Decoupling is a technique that can provide higher performance through the
mechanism of dynamically reordering, asynchronous instruction streams.
It offers the capability to improve ILP, through effective latency hiding
and dynamic scheduling, and to reduce hardware complexity, through
decentralised logic. This thesis evaluates this capability, by investigating
the effectiveness of decoupled out-of-order superscalar architectures.
This thesis identifies the degree to which operations can reorder (the
degree of reordering) as the critical dimension to an out-of-order
superscalar architecture. It investigates the effectiveness of
decoupling by focusing on those design issues that determine the degree
of reordering, and relaxes all other architectural constraints. This
approach allows us to establish the limitations of decoupled out-of-order
superscalar architectures.
This thesis shows that a decoupled architecture, through its dynamically
reordering instructions windows, provides a possible solution to the
problem of latency hiding and issue logic complexity. This thesis
demonstrates that for large memory latencies, a decoupled architecture
with 2 instruction streams is less sensitive to increases in memory
latency than a conventional single stream superscalar architecture.
The results also show that for memory latencies greater than 20 cycles,
a decoupled architecture can achieve a higher speedup than a conventional
superscalar architecture with twice the individual window sizes of a
decoupled unit.

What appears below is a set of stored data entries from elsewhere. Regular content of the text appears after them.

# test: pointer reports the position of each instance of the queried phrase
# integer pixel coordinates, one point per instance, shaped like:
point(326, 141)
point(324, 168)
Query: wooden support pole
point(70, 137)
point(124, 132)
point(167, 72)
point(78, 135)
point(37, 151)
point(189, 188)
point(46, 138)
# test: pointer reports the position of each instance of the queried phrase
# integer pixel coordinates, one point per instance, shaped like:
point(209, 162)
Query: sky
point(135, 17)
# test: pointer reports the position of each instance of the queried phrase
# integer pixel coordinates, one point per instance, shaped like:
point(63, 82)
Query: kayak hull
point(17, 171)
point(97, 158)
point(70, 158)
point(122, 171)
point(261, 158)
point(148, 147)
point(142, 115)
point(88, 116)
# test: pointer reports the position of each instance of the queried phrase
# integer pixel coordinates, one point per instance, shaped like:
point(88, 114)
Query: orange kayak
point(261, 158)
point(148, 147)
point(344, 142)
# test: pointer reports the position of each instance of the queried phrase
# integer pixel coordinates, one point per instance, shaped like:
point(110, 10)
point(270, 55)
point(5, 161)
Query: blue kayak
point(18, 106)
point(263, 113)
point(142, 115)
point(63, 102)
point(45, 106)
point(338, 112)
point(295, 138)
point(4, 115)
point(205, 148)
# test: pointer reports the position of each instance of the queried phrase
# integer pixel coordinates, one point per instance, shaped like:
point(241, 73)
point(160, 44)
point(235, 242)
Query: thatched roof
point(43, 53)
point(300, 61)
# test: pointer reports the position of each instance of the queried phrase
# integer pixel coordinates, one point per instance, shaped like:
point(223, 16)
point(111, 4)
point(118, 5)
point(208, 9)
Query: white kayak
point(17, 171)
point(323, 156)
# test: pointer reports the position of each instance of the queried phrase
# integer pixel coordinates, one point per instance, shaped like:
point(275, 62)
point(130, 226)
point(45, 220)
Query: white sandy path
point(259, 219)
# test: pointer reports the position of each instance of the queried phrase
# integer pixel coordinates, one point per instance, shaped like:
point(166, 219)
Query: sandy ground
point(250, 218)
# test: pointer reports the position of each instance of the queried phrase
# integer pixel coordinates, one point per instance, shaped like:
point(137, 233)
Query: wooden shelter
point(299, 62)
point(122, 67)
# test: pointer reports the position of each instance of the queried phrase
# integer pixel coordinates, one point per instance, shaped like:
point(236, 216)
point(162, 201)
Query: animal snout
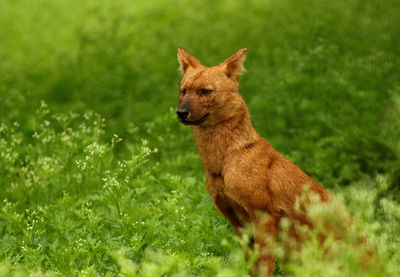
point(182, 113)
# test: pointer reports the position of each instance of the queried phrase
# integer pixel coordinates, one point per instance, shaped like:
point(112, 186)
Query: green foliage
point(76, 199)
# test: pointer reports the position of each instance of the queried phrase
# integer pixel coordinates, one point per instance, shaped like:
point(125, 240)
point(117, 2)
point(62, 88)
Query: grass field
point(99, 179)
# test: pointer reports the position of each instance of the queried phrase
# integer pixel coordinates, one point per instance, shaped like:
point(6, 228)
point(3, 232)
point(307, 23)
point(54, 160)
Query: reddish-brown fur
point(245, 175)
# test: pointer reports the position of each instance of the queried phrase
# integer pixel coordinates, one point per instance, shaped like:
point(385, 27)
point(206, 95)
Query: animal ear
point(233, 66)
point(186, 61)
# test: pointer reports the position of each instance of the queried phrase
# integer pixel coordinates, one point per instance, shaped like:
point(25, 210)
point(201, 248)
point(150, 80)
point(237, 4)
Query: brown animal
point(245, 175)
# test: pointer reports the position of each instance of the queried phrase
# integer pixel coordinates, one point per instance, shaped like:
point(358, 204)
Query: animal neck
point(217, 142)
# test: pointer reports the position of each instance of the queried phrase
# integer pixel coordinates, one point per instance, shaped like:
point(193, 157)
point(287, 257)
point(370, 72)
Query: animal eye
point(205, 91)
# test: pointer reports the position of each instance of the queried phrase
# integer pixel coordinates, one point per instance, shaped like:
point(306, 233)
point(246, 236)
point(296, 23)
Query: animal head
point(209, 95)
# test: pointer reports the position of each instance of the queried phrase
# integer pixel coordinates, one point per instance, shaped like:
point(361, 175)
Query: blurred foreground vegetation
point(99, 178)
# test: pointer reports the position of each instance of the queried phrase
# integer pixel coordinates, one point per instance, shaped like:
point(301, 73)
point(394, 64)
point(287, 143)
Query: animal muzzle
point(182, 113)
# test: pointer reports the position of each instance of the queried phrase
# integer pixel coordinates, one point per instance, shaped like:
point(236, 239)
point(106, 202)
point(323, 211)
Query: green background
point(322, 85)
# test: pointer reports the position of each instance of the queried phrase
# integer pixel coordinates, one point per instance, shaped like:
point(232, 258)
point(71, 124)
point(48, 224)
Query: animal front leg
point(229, 213)
point(265, 232)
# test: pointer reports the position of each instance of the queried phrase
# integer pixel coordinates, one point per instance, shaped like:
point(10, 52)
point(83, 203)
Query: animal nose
point(182, 113)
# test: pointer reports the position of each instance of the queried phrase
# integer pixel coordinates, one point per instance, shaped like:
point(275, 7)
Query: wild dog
point(249, 181)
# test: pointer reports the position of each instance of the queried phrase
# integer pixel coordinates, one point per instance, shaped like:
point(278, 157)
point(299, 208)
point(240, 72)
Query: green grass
point(99, 178)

An explanation for this effect is provided through the
concept of the Effective Window Size.
The thesis also investigates a 3-stream decoupled superscalar architecture,
that provides dedicated hardware support for resolving control dependencies.
The results show that for the parititioning algorithm used in this thesis,
the load balancing is poor and the extra hardware resources are under
utilised. For this reason the majority of the thesis focuses on a
2 stream decoupled architecture.